Friday, January 11, 2013

Les Miserables

There are moments in Tom Hooper's Les Miserables (2012) that achieve genuine pathos. Here a colorful supporting turn, there a genuinely affecting ballad, a flash or two of genuine spectacle. But ultimately, Les Mis's highlights are weighed down by insufferable pomposity.

Jean Valjean (Hugh Jackman), imprisoned for stealing a loaf of bread, skips out on parole in 1815 France. He reinvents himself as M. Le Mer, Mayor of a small town, but keeps crossing paths with Inspector Javert (Russell Crowe), his old tormentor. Valjean raises Cosette (Amanda Seyfried), the orphaned daughter of misbegotten Fantine (Anne Hathaway). In 1832 Paris, Cosette falls for Marius (Eddie Redmayne), member of the ABC Club of student revolutionaries. Everyone grows entangled in a failed student uprising, which leads to bloodshed but leaves nothing resolved.

In its stage incarnation, Les Miserables has been pleasing audiences worldwide since 1980. On the basis of the film, it speaks little of theatergoers' taste. Victor Hugo's dense, intricate historical novel is boiled down to the crudest soap, replacing its social commentary and rich characters with overbaked melodrama. Perhaps the endless singing and naked, cloying emotionalism work better on stage. On film it makes for a tiresome 157 minutes.

The material's operatic approach is a major gripe. True, there are several show-stopping tunes on display. But the constant singing dulls their impact, investing even the most banalities with false grandeur. For every memorable song there's two clunkers. Worse, the big character numbers sound the same notes endlessly, without variation or development. After hearing Javert ponder his devotion to the law for the 40th time it loses impact.

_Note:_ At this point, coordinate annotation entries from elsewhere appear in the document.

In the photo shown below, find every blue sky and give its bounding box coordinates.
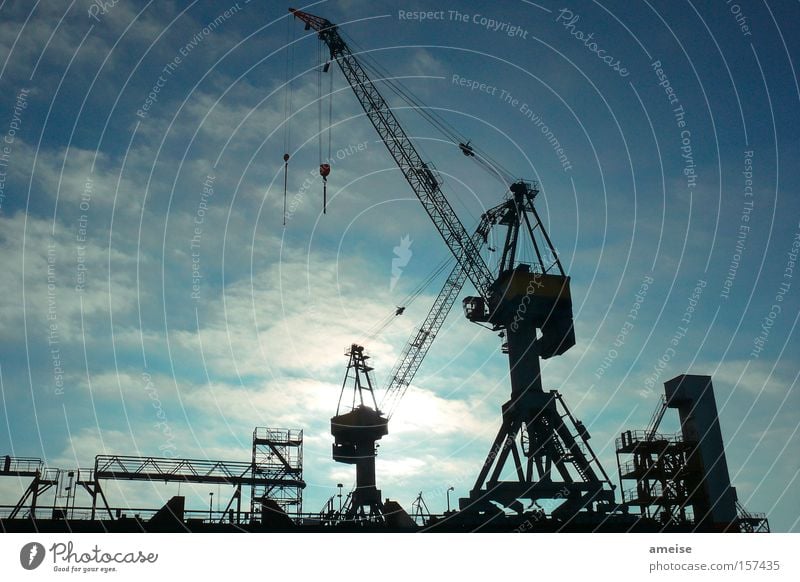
[0,0,800,531]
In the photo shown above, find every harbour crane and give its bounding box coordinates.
[290,9,614,521]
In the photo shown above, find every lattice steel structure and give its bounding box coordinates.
[250,427,305,516]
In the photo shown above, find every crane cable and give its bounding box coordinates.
[362,257,455,343]
[340,31,514,185]
[317,40,333,214]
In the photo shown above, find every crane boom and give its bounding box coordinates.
[289,8,495,297]
[381,200,512,418]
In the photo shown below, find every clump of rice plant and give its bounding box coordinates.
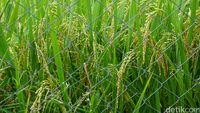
[0,0,200,113]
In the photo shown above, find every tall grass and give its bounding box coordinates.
[0,0,200,113]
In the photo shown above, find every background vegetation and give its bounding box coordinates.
[0,0,200,113]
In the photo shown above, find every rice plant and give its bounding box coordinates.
[0,0,200,113]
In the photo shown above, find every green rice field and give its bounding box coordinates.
[0,0,200,113]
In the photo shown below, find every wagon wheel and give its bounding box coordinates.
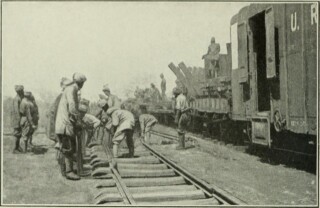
[273,110,282,132]
[246,123,252,143]
[57,150,66,176]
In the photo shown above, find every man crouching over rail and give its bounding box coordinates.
[107,107,135,167]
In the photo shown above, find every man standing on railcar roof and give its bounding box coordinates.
[55,73,87,180]
[11,85,24,153]
[173,88,190,150]
[202,37,220,77]
[20,91,37,153]
[102,85,121,109]
[160,73,167,100]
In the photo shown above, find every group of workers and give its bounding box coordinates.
[11,85,39,154]
[134,73,167,103]
[14,73,189,180]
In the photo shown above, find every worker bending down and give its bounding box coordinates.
[107,107,135,166]
[139,114,158,144]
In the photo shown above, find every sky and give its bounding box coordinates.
[2,1,248,100]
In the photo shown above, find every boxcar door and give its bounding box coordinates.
[265,7,276,79]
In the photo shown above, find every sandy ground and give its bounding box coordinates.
[2,134,96,204]
[151,125,317,205]
[2,126,317,205]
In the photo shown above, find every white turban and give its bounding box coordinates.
[73,73,87,83]
[14,85,24,92]
[107,107,119,116]
[98,99,108,108]
[102,84,110,92]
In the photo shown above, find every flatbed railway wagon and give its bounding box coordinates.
[230,3,319,154]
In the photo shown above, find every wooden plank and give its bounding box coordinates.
[117,156,160,164]
[137,198,220,206]
[96,193,123,204]
[119,168,176,178]
[132,189,206,202]
[118,163,168,170]
[119,151,151,158]
[94,187,118,199]
[123,176,186,187]
[129,185,197,193]
[95,179,116,188]
[91,167,111,176]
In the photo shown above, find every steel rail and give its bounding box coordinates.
[148,131,246,205]
[102,138,136,205]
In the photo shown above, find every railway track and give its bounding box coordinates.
[90,131,244,206]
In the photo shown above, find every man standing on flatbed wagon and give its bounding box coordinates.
[160,73,167,100]
[202,37,220,77]
[173,88,190,150]
[20,91,37,153]
[11,85,24,153]
[55,73,87,180]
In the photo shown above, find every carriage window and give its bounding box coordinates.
[231,23,238,69]
[270,27,280,100]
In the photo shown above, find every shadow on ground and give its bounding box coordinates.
[31,145,48,155]
[246,146,317,174]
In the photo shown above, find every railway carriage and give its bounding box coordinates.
[230,3,318,151]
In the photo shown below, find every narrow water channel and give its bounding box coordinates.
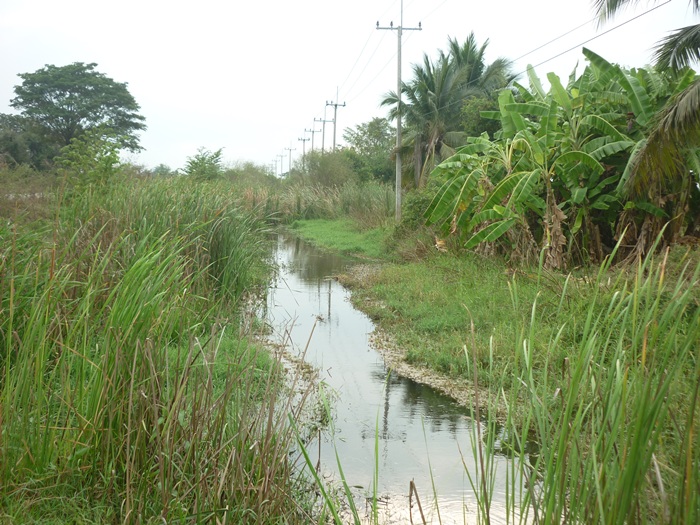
[267,235,507,524]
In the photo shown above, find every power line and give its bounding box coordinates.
[518,0,671,76]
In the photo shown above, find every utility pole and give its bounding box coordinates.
[326,95,345,151]
[304,127,321,151]
[377,4,423,223]
[314,115,333,153]
[277,153,284,178]
[299,136,311,169]
[284,144,297,175]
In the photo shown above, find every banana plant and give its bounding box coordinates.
[428,62,634,268]
[583,49,700,257]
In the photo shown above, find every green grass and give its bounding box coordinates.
[0,178,318,523]
[291,219,390,259]
[292,215,700,525]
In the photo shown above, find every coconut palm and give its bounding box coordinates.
[593,0,700,69]
[381,33,512,186]
[594,0,700,246]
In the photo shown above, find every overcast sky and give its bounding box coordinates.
[0,0,697,172]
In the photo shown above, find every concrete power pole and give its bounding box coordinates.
[304,127,321,151]
[314,117,333,153]
[299,137,311,169]
[377,4,423,223]
[284,146,297,175]
[326,100,345,151]
[277,153,284,178]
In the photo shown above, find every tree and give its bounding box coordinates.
[381,33,512,186]
[10,62,146,151]
[594,0,700,69]
[183,148,223,180]
[343,118,396,182]
[0,113,60,170]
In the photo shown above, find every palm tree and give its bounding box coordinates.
[594,0,700,245]
[593,0,700,69]
[381,33,512,187]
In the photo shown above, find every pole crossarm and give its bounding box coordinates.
[314,118,334,153]
[326,100,345,151]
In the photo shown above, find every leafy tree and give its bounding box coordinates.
[10,62,146,151]
[56,129,121,188]
[462,95,501,138]
[183,148,223,180]
[150,163,177,177]
[343,118,396,182]
[0,114,60,169]
[594,0,700,248]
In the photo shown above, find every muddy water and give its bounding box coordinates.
[267,236,507,524]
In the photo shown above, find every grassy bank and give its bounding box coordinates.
[292,216,700,523]
[0,177,316,523]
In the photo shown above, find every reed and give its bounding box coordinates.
[470,239,700,524]
[0,179,308,523]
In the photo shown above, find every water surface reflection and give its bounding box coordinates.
[267,235,506,523]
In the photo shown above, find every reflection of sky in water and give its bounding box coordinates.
[267,236,524,523]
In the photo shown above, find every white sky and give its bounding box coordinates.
[0,0,697,172]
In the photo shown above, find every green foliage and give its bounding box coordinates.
[0,114,59,169]
[183,148,223,180]
[55,129,120,188]
[10,62,146,151]
[296,150,359,188]
[292,219,388,259]
[461,95,501,139]
[427,50,694,268]
[224,162,280,188]
[151,164,177,177]
[382,33,511,187]
[343,118,396,182]
[0,177,314,524]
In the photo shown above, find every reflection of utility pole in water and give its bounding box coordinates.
[382,370,391,441]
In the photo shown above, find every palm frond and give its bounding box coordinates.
[654,24,700,69]
[625,80,700,197]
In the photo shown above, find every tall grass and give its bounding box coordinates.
[0,179,316,523]
[241,182,395,229]
[296,239,700,525]
[464,241,700,524]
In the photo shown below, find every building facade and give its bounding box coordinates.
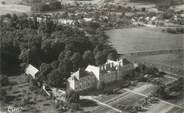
[68,59,135,91]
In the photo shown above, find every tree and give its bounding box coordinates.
[95,51,106,65]
[66,89,79,103]
[58,58,73,79]
[82,50,95,65]
[107,51,118,61]
[47,69,66,88]
[71,52,83,71]
[0,75,9,86]
[97,81,105,91]
[0,89,7,101]
[50,60,59,69]
[38,63,52,82]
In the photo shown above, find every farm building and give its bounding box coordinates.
[68,59,134,91]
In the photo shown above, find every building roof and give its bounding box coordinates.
[85,65,100,78]
[69,69,90,80]
[25,64,39,79]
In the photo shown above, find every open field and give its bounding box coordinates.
[106,28,184,54]
[137,53,184,69]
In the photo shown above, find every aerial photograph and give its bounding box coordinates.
[0,0,184,113]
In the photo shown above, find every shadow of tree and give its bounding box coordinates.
[80,99,97,107]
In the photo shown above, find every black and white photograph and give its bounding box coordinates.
[0,0,184,113]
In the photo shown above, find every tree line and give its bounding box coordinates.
[0,14,117,87]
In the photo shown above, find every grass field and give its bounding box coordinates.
[135,53,184,69]
[106,28,184,54]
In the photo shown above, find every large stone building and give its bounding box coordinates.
[68,59,135,91]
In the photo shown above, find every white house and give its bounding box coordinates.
[68,59,135,91]
[25,64,39,79]
[68,69,96,91]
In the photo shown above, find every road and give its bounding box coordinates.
[89,84,184,113]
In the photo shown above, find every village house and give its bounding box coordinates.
[25,64,39,79]
[68,59,135,91]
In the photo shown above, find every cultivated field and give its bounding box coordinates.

This repetitive character non-development takes its toll, leaving its protagonists one-dimensional. Valjean's conversion from vengeful thief to honorable man is interesting in Hugo's novel. On film, he scrambles through plot points - here Valjean's a thief, now a Mayor, then a Paris recluse - without noticeably developing. Similarly, Javert's obsession with Valjean never achieves the required grandeur. He's not a tragic villain but a doltish brute. Young lovers Marius and Cosette are invested with soaring, tragic pathos that they haven't remotely earned.

The stars try their hardest. Hugh Jackman sings beautifully but can't do much with a thoroughly dull character. Russell Crowe on the other hand is utterly, inexplicably awful, performing all his songs in an inexplicable gruff whine. Eddie Redmayne (My Week With Marilyn) and Amanda Seyfried (Mean Girls) show admirable pluck inhabiting featherweight characters.

Les Mis's gems lurk in the corners. There's Anne Hathaway, truly heartbreaking for the 15 minutes she's onscreen. Her one-take, bravura performance of I Dreamed a Dream inspired a tear in even this cynical blogger. There's Sacha Baron Cohen and Helen Bonham Carter's hilarious doubles-act as Cosette's adoptive parents, performing the incomparable Master of the House. There are no-name supporting players like Samantha Barks and Aaron Tveit who steal their scenes. However limited their screen-time, these characters provide sorely needed life.

But even they can't overcome Tom Hooper's awful direction. Never mind Hooper's anemic staging of conventional set pieces: 20 students standing on broken chairs isn't a revolution, it's a frat party. The musical numbers are endless close-ups, no matter how dramatic or colorful the song, complete with his trademark egregious angling and baroque framing. In John Adams and The King's Speech it's merely an irritating quirk; here it's a deal breaker. Isn't one of the pleasures of a musical spectacle? Why all the rich costumes and expensive sets if we're staring endlessly at Russell Crowe's atonal maw? Would it kill Hooper to hire a choreographer for some real dance numbers?

In short, Les Miserables stinks. And at two-and-a-half interminable hours, the smell grows unbearable.